Happy Thanksgiving! I hope you’re enjoying your weekend. We spent the weekend visiting with extended family. My children also enjoyed a visit to Canada’s Wonderland with their dad, grandfather, and uncle. After almost tossing my cookies at the Carp Fair a few weeks ago, my ride days are sadly over!
As 2013 is drawing to a close in a few months, it’s a great time to start looking at year end issues – before the craziness of Christmas starts up. If you have time before turkey today, you may want to look at the details of your extended health benefits. I realize that this isn’t the most exciting thing to do, but it can save you a lot of money for a relatively minor investment of time.
Do you have any unspent funds left?
Many plans offer a maximum amount per calendar year for various types of health practitioners not covered by provincial health plans, like Naturopathic Doctors, Nutritionists or Dieticians, Psychologists, Chiropractors, Speech Therapists, etc. Do you plan to use any of these services in the near future? NOW is the time to book. If you wait until December, chances are they will be fully booked already. I made this mistake myself last year. In December, I decided that I had exhausted all my other options with back pain and it was time to see a chiropractor. By the time I made the call to set up an appointment, the one that I wanted to see was fully booked until Christmas Eve and was taking the week between Christmas and New Years off (the nerve!). I ended up going in for an assessment in January. I quickly used up my 2013 maximum and have paid the rest out of pocket. If I had just gotten my act together a month earlier, I probably could have saved myself $500. I would have used my 2012 and my 2013 amount without interrupting my treatment plan. Because of my own stubbornness, my 2012 amount fell off the table (or rather came out of my wallet). I would tell you to call today, but it’s a holiday. So, call tomorrow! Even if you don’t go in for the appointment for a few weeks, at least it’s booked.
Do your plan options still make sense?
Every employee benefits package is different in the particulars, but usually there are 3 major areas of possible coverage: Life insurance, disability insurance, and extended health (medical/dental). If you’re fortunate enough to have coverage in all 3 areas, be grateful. That is not the norm any more. Whatever your coverage situation, you want to make the most of what you have.
Many companies are now offering flex benefits where you have 3 options in each area mentioned above: standard coverage (middle of the road approach), enhanced coverage (usually requiring the employee to fund part of the cost out of his or her paycheque in exchange for better reimbursement rates), or basic coverage (where the employee gets money back to apply to other areas if they don’t need a particular option). When these plans are first introduced, employees will usually look through the details and decide what makes sense at that time. They may choose to cut back on extended health because they have coverage through a spousal plan and apply those funds to extra life insurance instead. Or they may choose the standard coverage for everything. It’s good practice to review those choices on an annual basis to make sure they still make sense.

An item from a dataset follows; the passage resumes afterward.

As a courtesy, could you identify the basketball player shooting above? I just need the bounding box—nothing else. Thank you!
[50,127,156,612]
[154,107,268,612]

First, check when you can change your coverage options. It may be annually, every two years, or at a life event (like a marriage, birth of a child, etc). If you’re able to change your coverage now if you want to, then it’s time to crunch the numbers. If you can’t, then there is no point in doing any more work. Put the next possible change date on your calendar and crunch the numbers then.
If a change is allowed at the beginning of the next calendar year, now is the time to crunch some numbers. Is your child going to need braces within the next few years? Check that dental coverage and see if going with the enhanced option makes sense. Finished with physio after that sports injury last year? Maybe you don’t need the enhanced coverage any more and can save yourself some money that way. Check the details of what you’re getting and how much it’s costing you. Maybe your choices still make sense, or maybe they don’t. Make the most of what you have!
You may notice that your employer is requiring you to fund the entire amount of your disability insurance. There are tax reasons that make this set-up the most beneficial for you. If you have paid for the policy yourself, the proceeds should be tax-free if you are ever required to collect. If the employer is paying for the policy, the proceeds will be taxable. A huge difference!